Zoran Janković – supporter of Balkan authoritarians
Mayor Jankovič makes no secret of his affinity for Balkan authoritarians such as Milorad Dodik and Aleksandar Vučić, probably because he regrets that he failed to become like them in 2013, when he did not get the necessary 46 votes to form a coalition in the National Assembly. He even went so far as to declare both of them simultaneously the best politicians in the Balkans. His diaspora in Ljubljana was delighted, while the leftists turned a blind eye to what he said. Dodik is the last powder keg in the Balkans, which Russia is using as a useful idiot against the Western countries. Such politicians are a model for ‘our Zoki’.
The Minister of Justice should resign
The Minister of Justice has spat in the face of the rule of law, and it is almost impossible for anyone to believe in the rule of law in Slovenia when the top brass of the executive in charge of justice embrace their political running mate, who is accused of serious (international) corruption. These are open proceedings. What judge or prosecutor will dare to poke a wasp’s nest when the mayor is so intimately connected with the executive branch of power that it looks as if they are one and the same, or even more – as if he is the boss of the coalition? This is no longer the rule of law – it is Russia under the Alps. There is a United Russia, and there is a United Slovenia, where the Slovenian Putin will be embraced by both the female judges and the female Justice Minister, with a long-haired Slovenian Medvedev for good measure.

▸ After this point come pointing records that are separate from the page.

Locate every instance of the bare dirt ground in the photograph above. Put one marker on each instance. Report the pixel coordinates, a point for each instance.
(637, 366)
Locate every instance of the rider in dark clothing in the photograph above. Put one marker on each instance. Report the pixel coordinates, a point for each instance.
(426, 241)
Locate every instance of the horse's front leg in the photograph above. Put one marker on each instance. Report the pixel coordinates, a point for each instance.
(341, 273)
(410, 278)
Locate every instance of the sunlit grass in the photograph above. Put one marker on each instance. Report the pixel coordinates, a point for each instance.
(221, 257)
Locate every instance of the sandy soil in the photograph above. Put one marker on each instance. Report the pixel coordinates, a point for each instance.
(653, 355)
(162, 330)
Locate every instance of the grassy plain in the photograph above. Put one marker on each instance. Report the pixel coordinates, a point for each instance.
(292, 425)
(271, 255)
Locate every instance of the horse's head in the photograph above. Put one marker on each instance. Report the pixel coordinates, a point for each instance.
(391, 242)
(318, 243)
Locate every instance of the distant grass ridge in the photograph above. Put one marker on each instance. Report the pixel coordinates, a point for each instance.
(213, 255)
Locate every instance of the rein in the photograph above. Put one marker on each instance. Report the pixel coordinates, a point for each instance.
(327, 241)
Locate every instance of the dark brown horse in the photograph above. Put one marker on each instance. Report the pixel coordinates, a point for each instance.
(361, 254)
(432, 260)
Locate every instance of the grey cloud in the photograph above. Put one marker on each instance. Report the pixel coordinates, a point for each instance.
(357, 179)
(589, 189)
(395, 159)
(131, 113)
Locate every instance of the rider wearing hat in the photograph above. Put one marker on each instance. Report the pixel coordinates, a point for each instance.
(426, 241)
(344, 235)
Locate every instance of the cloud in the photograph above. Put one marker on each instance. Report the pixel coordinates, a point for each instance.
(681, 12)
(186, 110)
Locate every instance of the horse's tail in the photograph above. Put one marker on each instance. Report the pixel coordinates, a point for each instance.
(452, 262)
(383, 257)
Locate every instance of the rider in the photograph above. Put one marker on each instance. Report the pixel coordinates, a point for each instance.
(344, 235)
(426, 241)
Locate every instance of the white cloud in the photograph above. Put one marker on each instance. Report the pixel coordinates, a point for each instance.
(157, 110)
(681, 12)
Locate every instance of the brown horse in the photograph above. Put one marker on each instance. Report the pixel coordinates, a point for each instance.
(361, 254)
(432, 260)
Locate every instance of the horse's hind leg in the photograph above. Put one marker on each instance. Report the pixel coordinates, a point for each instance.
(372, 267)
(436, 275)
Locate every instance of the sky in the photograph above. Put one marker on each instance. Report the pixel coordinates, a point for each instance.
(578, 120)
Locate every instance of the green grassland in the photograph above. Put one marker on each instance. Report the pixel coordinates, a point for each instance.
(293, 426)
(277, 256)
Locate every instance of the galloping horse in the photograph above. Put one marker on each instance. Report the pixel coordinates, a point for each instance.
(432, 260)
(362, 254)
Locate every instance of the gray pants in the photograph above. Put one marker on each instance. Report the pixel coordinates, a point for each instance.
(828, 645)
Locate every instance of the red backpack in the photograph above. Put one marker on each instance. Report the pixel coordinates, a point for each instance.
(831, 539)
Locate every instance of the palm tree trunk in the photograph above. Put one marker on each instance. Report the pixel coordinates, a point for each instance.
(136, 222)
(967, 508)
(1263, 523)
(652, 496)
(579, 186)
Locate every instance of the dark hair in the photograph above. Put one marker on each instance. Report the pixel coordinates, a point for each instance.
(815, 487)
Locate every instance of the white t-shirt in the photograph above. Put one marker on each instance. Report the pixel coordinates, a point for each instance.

On a purely personal level, it is hypocritical for the coalition and, in particular, the Minister, to promote militant feminist politics and, on the other hand, to fall into the arms of a man who was involved in the pharmacist affair. Yes, Janković was acquitted, just as Putin’s oligarchs are acquitted in Russia. But there is a deeper personal note here, too – the Justice Minister was certainly not born yesterday. She must have read the wiretaps, as we all have. She must have seen how slimy and despicable Janković was in the wiretaps, blackmailing a young, desperate mother into believing that the only way he could save her was if he could pleasure himself on her body. Feminism is, therefore, just a cover. In reality, female fans are falling into the arms of real Balkan “machos” who know how to “take things” for themselves. This is the picture of Slovenian politics. Russia is not that far away.
A photograph which, decades from now, will become a symbol of the moral decay of the Slovenian left.